Transition énergétique: l’hydrogène vert comme une technologie prometteuse

Le ministre chargé de l’Energie, Yacouba Zabré Gouba : « l’objectif de cette rencontre est d’explorer les opportunités de développement de projets structurants au nexus agriculture-énergie-eau ».

Le ministère de l’Energie, des Mines et des Carrières a initié un atelier d’échanges sur l’hydrogène vert pour renforcer la compréhension des décideurs et cadres techniques sur son potentiel et explorer les opportunités de développement de projets intégrés dans le cadre du nexus Agriculture-énergie-eau, mardi 10 février 2026, à Ouagadougou.

Dans un contexte marqué par les défis liés aux changements climatiques, la sécurité énergétique, la pression sur les ressources en eau et la nécessité de moderniser le secteur agricole, le Burkina s’est engagé dans une dynamique de promotion des énergies propres et durables. Ainsi, le ministère de l’Energie, des Mines et des Carrières, en collaboration avec le Centre ouest-africain de services scientifiques sur les changements climatiques et l’utilisation adaptée des terres (WASCAL) a tenu un atelier d’échanges sur la production d’énergie électrique à partir de l’hydrogène vert ainsi que la valorisation de ses sous-produits, mardi 10 février 2026 à Ouagadougou.
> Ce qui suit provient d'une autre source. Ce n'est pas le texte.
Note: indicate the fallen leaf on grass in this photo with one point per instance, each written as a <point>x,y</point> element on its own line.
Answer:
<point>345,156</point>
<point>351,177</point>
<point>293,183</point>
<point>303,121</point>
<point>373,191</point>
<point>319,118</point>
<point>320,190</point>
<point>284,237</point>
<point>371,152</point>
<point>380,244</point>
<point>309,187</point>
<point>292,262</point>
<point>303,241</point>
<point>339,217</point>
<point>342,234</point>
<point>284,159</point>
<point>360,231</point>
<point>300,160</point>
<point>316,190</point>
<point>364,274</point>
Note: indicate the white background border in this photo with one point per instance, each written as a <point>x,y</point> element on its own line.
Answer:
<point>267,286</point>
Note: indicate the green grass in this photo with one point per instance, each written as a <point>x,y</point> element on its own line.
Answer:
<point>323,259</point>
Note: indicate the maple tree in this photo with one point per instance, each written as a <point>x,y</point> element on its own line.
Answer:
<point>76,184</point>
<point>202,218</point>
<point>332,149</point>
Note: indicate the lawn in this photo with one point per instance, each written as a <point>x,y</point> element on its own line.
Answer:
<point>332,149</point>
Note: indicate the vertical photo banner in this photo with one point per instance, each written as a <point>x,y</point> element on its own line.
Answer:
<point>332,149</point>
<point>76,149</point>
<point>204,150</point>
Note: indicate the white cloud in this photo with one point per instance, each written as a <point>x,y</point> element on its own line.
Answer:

Selon le ministre de l’Energie, des Mines et des Carrières, Yacouba Zabré Gouba, l’objectif de cette rencontre est d’explorer les opportunités de développement de projets structurants au nexus agriculture-énergie-eau. Il a, d’ailleurs, rappelé que cette rencontre fait suite à une des recommandations stratégiques issues de la Semaine des énergies et des énergies renouvelables d’Afrique (SEERA) tenue en novembre 2025 dont le thème était : « Nexus agriculture-énergie-eau : défis et opportunités ».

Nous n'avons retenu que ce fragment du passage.